There are three types of investment accounts. This article gives examples of each type and how it is taxed.
Types of Investment Accounts
The three types of investment accounts are:
- Pre-tax.
- Tax-free.
- Taxable.
Pre-Tax and Tax-Free
Pre-tax and tax-free accounts are also referred to as “retirement accounts.” The IRS gives these accounts tax-favored status, to help people build wealth for retirement.
Retirement accounts can be opened through work, or outside of work. Retirement accounts have contribution limits. The limits vary by account type and sometimes by your income level. Also, the limits adjust upward with inflation over time.
Taxable
Taxable accounts are not retirement accounts, and don’t have contribution limits. Anyone can open a taxable account.
Taxable accounts are sometimes referred to as brokerage accounts.
Examples
This table shows examples of each account type.
Account Type | Examples |
Pre-Tax | Traditional IRA 401(k), 403(b), 457 SEP IRA SIMPLE IRA Cash Balance Plan |
Tax-Free | Roth IRA Roth 401(k) Roth 403(b) Roth 457 HSA |
Taxable | Individual Joint Trust |
Tax Treatment
This table shows the tax treatment of each account type at three key points:
- When money goes in (contributions).
- While money is in (income).
- When money comes out (withdrawals).
Some discussion follows the table.
Type | Contributions | Income | Withdrawals |
Pre-Tax | Deduction | No Tax | Tax |
Tax-Free | No Deduction | No Tax | No Tax |
Taxable | No Deduction | Tax | No Tax |
Contributions
Pre-tax accounts are called pre-tax because you save tax on the front end. This is because you get a tax deduction for your contributions. If you contribute $20K to your pre-tax 401(k), you save $8K on your tax return, assuming a 40% tax rate.
With tax-free and taxable accounts, you don’t get a tax deduction for your contributions. So, you don’t save tax on the front end. The payoff comes later, on the back end.

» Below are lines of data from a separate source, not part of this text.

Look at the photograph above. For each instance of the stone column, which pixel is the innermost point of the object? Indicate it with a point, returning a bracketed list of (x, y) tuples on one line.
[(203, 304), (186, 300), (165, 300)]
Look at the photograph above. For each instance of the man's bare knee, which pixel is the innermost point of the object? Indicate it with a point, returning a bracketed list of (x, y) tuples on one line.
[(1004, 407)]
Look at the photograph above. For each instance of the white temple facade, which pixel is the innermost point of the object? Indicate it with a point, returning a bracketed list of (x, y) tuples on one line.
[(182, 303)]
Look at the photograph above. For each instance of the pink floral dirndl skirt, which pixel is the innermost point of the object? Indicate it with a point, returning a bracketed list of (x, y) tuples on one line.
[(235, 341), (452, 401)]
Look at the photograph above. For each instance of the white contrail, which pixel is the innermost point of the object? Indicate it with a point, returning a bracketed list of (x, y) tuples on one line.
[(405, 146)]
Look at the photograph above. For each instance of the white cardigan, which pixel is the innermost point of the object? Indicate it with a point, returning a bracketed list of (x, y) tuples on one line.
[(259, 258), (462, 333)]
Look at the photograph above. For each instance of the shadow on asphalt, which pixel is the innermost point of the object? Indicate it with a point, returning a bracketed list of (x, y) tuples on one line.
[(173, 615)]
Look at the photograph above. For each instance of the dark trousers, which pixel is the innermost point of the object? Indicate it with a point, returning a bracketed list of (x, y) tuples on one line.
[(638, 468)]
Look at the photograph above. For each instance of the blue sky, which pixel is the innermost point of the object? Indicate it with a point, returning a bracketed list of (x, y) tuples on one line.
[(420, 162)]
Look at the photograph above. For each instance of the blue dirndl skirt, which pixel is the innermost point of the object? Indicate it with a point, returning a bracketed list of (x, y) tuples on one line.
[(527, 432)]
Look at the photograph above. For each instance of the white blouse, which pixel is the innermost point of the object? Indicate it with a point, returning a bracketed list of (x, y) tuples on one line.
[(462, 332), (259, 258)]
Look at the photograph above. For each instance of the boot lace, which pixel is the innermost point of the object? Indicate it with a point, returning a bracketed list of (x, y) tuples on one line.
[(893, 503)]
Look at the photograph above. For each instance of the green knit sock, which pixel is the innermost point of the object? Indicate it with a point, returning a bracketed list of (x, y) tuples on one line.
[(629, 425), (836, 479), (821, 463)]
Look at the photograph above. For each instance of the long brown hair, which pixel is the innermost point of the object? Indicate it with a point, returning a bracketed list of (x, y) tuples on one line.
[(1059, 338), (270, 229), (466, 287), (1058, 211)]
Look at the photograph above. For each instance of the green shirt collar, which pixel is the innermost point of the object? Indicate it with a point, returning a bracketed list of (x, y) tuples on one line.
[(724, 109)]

The only exception is for Health Savings Accounts (HSAs). HSAs are tax-free and you get a tax deduction for your contributions. This makes an HSA the most powerful retirement account of all.
Income
While money is in an account, it can generate three types of income:
- Dividends from stocks (or mutual funds that hold stocks).
- Interest from bonds (or mutual funds that hold bonds).
- Capital gains (from selling stocks, bonds, or mutual funds at a gain).
With pre-tax and tax-free accounts, you pay no tax while money is in the account. Dividends, interest, and capital gains don’t affect your tax return at all.
With taxable accounts, you pay tax on the income each year.
Withdrawals
With pre-tax accounts, you pay ordinary income tax on withdrawals. Every dollar withdrawn is taxed: your original contributions, plus all the growth.
With tax-free accounts, you pay no tax on withdrawals. Not on your original contributions, not on the growth. This is the payoff for not getting a deduction for your contributions: all that growth is-tax free.
With taxable accounts, you pay no tax on withdrawals either:
- If you sell investments in a taxable account to get cash, you may owe tax if you have a capital gain.
- But you’d pay that tax whether you leave the cash in the account, or take it out. The sale, not the withdrawal, causes the tax.